Emi Koyama - at - has written about these issues and has kept issues of race central to 3rd Wave theory and activism.

By Blogger Plain(s)feminist, at 1/31/2008 12:00 AM  

Lala, were you genuinely interested in talking about music, or simply in almost-comical snickering in order to derail Donna's major points? Because I love talking about music; in fact do so frequently, on my blog and others. I've been studying music all my life (well, formally since age 5) and it's certainly true that invoking Sister Rosetta Tharp would have been an apt flourish in my little comment at Theriomorph's. But which major points of Donna's post were you trying to advance or refute? And as Joan asked, do you honestly believe that Tharp got her due vis-a-vis Elvis?

Donna, thanks for the post, and for emphasizing Donna Darko's point about WOC/third wave feminism. Good stuff. I guess we'll see how Jill does with the Alternet gig; I hope she uses your list for guidance; and gives credit as appropriate.

Joan Kelly, aw come on, you're the beloved rock star in the house. ;-)


By Blogger Kai, at 1/31/2008 12:52 AM  

I've been lurking around the edges of this debate, learning learning learning. This is a great post. I have similar suspicions.

a a possible-derailment on music and "giving due" : You might possibly be interested in this law prof(Kevin J Greene)'s argument that if music is really "intellectual property" then reparations may be in order for the originators of the Blues, Rocknroll, etc.

I'm not sure how I feel about music as property (justifications for owning and exclusivity are so complicated here), but insofar as it is treated as such, reparations (or lawsuits for unjust enrichment) are not unreasonable questions to raise. Sorry for raising it if it seems offtopic, but whenever music gets raised in these debates my copyright law nerdliness comes out. The question of theft (raised in your title) also brought these questions of ownership, rights, and how law has historically structured those rights, to my mind, anyway

By Blogger ripley, at 1/31/2008 2:04 AM  


Thanks for posting this. I also hope that the Alternet section is able to representative of the full scope of the reproductive justice movement. I'm still getting my footing and I haven't yet been able to actually assign any stories -- they tell me that's coming -- but as soon as I have that power, I have a whole list of topics I want to cover, many of them included in this post. I really hope that the section lives up to its name.

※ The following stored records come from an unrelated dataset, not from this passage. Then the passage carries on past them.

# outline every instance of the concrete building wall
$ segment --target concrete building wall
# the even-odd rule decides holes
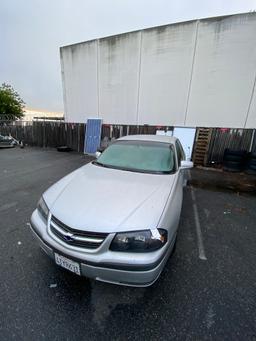
[[[98,116],[97,41],[61,49],[65,120]]]
[[[256,17],[202,20],[186,123],[244,127],[256,72]]]
[[[99,41],[99,114],[104,122],[137,122],[140,35]]]
[[[69,122],[256,126],[255,13],[63,47],[61,65]]]
[[[245,128],[256,128],[256,73]]]
[[[184,125],[196,25],[142,32],[139,124]]]

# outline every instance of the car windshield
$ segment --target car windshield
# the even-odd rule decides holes
[[[150,141],[117,141],[94,162],[96,165],[145,173],[172,173],[173,146]]]

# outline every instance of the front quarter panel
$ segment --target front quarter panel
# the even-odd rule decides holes
[[[168,196],[165,208],[158,223],[158,228],[168,230],[169,242],[173,240],[177,233],[180,212],[183,199],[183,177],[178,171],[175,174],[174,183]]]

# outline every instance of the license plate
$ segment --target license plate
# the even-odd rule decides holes
[[[59,255],[58,253],[55,253],[55,262],[57,265],[74,272],[77,275],[81,275],[80,272],[80,265],[77,262],[74,262],[71,259],[68,259],[64,256]]]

That said, I will fully admit that I have some serious blinders on, being a white feminist from a particular class background. I am trying to challenge that, and part of that process was pushing for the "reproductive justice" title -- it's a constant reminder, for me, of what the section is supposed to be about. I'm not there yet, and the section definitely isn't covering everything I hope it will. But posts like this are good reminders that I have a long way to go, and that reproductive justice has to be more than traditional pro-choice advocacy; it also has to be more than just paying lip service to women of color.

I wish I could come here and tell you that I totally get it. But I still have a lot to learn. I can tell you, though, that I have been reading and I have been listening, and I'm learning how to be a better ally. I can promise that I'll bring that to my work at Alternet. And it's not your job or your obligation to educate or help me, but I am hearing you, and I do really appreciate your openness and willingness to engage with me. I hope I'm getting better about doing the same in return.